Avon Impulse, $6.99, ISBN 978-0-06-233174-8
Contemporary Romance, 2014
The three Willis sisters may have a father who is on the political fast lane, but they are a… disappointment… to the father in many ways. For Valerie Willis, she’s the wild one, having been there and done everything. She returns to a chilly and occasionally hostile reception in Rock Canyon, mostly because of her wild ways and her recent divorce haven’t done much to endear her to the judgmental folks. Val is back to check on her younger sister and ensure that Ellie doesn’t go off the rails and do something really stupid in her efforts to rebel against their father.
Also in town is Justin Silverton, the Marine in the title of this book. He and Val had a thing until her father intervened and the two of them now believed their thing wasn’t that big a thing for the other person, if you know what I mean. He’s back in town to take care of his father, who seems to be losing the fight with the bottle. Can he and Val have a good second time around this time? Or will all the daddy issues – on both their parts – do them in?
One good thing about this story is the romance. Justin and Val have a relationship that flows like it’s something natural and believable, and the chemistry between the two is pretty good. Both characters seem to like one another.
However, the romance is almost buried under a mountain of issues. The sad thing, these issues are played out ones that I have come across many times before, and the author doesn’t succeed in making them feel fresh or interesting.

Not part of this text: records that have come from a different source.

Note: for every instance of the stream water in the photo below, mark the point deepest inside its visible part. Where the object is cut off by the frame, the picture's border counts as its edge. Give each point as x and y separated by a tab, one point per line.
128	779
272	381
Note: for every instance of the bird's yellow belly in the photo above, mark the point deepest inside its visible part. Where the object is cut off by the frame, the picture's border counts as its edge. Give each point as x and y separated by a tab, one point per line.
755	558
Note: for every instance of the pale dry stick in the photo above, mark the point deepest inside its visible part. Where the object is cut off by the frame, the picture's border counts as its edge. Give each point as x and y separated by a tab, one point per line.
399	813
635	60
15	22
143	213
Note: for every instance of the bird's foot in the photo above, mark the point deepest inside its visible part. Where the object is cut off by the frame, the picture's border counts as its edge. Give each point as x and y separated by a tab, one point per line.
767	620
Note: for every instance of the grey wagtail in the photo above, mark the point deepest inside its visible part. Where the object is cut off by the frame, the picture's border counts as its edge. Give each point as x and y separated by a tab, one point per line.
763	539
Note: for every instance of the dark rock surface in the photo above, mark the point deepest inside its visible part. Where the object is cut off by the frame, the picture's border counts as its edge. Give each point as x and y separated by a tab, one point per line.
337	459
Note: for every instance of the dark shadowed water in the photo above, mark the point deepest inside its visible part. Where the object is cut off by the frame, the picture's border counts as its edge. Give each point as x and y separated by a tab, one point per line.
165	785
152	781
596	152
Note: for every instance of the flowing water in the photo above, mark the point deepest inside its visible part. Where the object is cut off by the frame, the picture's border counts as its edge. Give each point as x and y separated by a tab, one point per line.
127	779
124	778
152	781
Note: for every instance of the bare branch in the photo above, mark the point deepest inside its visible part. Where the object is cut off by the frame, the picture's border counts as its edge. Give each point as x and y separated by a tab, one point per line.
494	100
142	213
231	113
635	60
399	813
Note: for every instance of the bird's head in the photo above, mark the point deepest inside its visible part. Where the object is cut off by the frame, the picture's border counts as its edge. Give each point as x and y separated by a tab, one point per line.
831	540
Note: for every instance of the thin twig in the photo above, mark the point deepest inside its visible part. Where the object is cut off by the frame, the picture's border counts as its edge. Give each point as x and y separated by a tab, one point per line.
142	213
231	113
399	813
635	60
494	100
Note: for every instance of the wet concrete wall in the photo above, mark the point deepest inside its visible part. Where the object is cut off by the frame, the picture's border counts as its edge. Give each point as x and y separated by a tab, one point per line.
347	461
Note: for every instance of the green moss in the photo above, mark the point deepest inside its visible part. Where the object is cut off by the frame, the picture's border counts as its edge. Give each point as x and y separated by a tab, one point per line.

Every time Val tries to do something right, the author would contrive to plant something in her path to either embarrass Val or cause her to need Justin to help her out in some way. This becomes a pattern that makes the story feel unnecessarily mechanical. Justin fares better, but that’s because he’s the hero and, therefore, he’s the guy who would provide emotional comfort and succor and, therefore, less susceptible to screwing up for the sake of the plot. Val’s father is too much like a cartoon villain to be believable, and Justin’s father is just pathetic.
There are many issues here, but the author chooses to wrap everything up in a tidy and unbelievable parcel. Basically, every screwed up loser gets back to the straight and narrow path just because the happy ending demands everyone to strike a happy pose. I don’t believe that these people would end up normal so easily like that, not without either plenty of medication or a complete personality transplant. The later parts of the story also has Val running around acting like a martyr. It’s nice to have the hero actually wondering why the heroine does this nonsense and gets mad at being treated this way, but the heroine doing that stunt is just another tired-ass plot development in a story already overloaded with tired-ass elements.
Ultimately, Bad Girls Don’t Marry Marines feel like any standard small town blues story, right down to the inexplicable epilogue where these people continue to stay in the small town that treated the heroine like crap and the heroine becoming pregnant after moaning all this while about how “damaged” she is. The main characters are alright together, but the plot creaks along like a very contrived take on the most forgettable small town blues story out there.